Il est bon de venir à la Fondation Cartier le matin, pour les admirer. Un rayon de soleil venu latéralement caresse l’une des trente toiles, révélant par leur ombre les nombreuses aspérités de l’œuvre, ses touches de peinture parfois volumineuses et que le temps a figées. Œuvre qui voudrait s’approcher de la nature, qui voudrait rivaliser avec elle comme Balzac avec l’État-civil – Hirst ne s’en cache pas. Il est arrivé au cerisier par sa feuille, puisqu’il dit avoir eu l’idée en peignant ses premiers voiles (la série des Veil Paintings) qui lui ont évoqué le feuillage d’un arbre, et ont fait naître chez lui le désir d’aller y voir derrière. Hirst est un Pollock sans seau, un Pollock qui a retrouvé le pinceau. À bonne distance de sa toile, il fait gicler la peinture par fouettés du poignet et improvise à partir de l’aléatoire, comme Henri Michaux le faisait de ses intuitions – en cela différent des surréalistes qui voulaient voir l’œuvre faite dans le matériau brut. L’artiste britannique tient à travailler avec sa toile installée verticalement, quitte à devoir monter sur un escabeau pour en atteindre les quatre coins. Comme il l’explique avec une facilité désarmante à l’écrivain et historien de l’art Tim Marlow dans une vidéo et une interview réalisées par la Fondation : « C’est une question de gravité. Les arbres poussent dans le sens inverse de la gravité. » Il continue en cela l’intuition selon laquelle le tableau représentant un arbre ne serait après tout qu’une essence de bois comme une autre, un peu plus rare peut-être.

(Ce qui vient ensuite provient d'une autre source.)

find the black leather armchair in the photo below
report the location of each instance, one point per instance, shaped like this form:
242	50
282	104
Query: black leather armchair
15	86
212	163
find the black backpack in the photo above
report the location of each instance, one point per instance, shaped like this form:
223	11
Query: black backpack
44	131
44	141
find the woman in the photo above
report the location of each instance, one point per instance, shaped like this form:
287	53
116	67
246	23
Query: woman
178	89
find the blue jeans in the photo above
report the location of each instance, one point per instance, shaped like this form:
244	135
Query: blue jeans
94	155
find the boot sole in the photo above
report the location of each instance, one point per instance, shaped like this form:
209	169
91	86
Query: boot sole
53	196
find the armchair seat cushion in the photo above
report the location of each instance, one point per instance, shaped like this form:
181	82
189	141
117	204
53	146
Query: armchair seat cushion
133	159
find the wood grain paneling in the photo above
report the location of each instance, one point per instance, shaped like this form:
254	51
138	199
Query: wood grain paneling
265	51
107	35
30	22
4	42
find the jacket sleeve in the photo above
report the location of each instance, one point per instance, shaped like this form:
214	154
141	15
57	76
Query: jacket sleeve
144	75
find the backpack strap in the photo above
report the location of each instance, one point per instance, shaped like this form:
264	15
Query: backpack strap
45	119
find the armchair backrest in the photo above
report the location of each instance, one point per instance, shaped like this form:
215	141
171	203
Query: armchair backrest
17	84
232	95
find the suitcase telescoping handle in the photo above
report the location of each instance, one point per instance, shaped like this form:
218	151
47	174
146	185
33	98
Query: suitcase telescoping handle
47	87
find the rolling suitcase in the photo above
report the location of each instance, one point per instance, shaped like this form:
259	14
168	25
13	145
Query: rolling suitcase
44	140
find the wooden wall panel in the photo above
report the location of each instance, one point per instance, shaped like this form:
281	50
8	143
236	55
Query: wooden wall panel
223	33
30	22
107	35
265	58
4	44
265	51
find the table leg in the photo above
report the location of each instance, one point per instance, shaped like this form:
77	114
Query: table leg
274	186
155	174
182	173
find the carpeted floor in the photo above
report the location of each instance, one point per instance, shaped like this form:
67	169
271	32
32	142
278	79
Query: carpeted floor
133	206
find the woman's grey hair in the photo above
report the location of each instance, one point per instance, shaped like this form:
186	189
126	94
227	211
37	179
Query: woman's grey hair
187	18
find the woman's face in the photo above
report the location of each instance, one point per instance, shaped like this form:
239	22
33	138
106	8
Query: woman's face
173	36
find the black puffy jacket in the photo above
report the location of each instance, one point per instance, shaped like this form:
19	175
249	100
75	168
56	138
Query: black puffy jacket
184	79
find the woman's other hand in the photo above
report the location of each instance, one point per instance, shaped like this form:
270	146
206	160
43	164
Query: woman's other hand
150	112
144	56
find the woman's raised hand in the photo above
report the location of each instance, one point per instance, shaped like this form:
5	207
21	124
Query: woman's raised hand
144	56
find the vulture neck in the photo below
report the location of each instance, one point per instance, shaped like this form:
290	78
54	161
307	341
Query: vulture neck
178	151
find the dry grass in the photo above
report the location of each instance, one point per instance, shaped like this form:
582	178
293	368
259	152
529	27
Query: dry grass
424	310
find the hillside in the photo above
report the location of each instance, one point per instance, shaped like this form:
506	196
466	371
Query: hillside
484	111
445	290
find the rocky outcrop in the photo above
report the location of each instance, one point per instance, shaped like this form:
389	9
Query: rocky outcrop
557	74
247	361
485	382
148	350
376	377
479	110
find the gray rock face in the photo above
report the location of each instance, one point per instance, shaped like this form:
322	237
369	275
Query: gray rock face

« Quelqu’un est venu dans mon atelier, a vu mes peintures, et m’a demandé si j’étais amoureux », confesse Hirst auprès de Marlow. Il est vrai que le grand provocateur est devenu bien sentimental. On le connaissait dans un autre registre, consistant à nous mettre la mort sous les yeux, nous Occidentaux effarouchés qui avons tendance à la reléguer dans les marges invisibles de nos sociétés. « Le soleil ni la mort ne se peuvent regarder fixement », écrivait La Rochefoucauld, et l’artiste britannique entendait nous éblouir. On pense notamment à son œuvre sans doute la plus connue, For the love of God, un moulage grandeur nature de crâne humain du xviiie siècle, recouvert de 8 601 diamants dont un diamant rose de 52 carats – l’œuvre non la plus chère du monde, mais à ce jour celle au coût de production le plus élevé de l’histoire. Fait savoureux dans un contexte où la provocation peut apparaître comme la seule règle éthique : les diamants en question étaient certifiés conflict free, c’est-à-dire produits hors des zones conflictuelles en Afrique. Pourtant, dans ses cerisiers multicolores et qui régalent l’œil, Hirst veut voir encore la présence de la mort : leur couleur passera, la saison aussi, comme la vie. On ne se refait pas.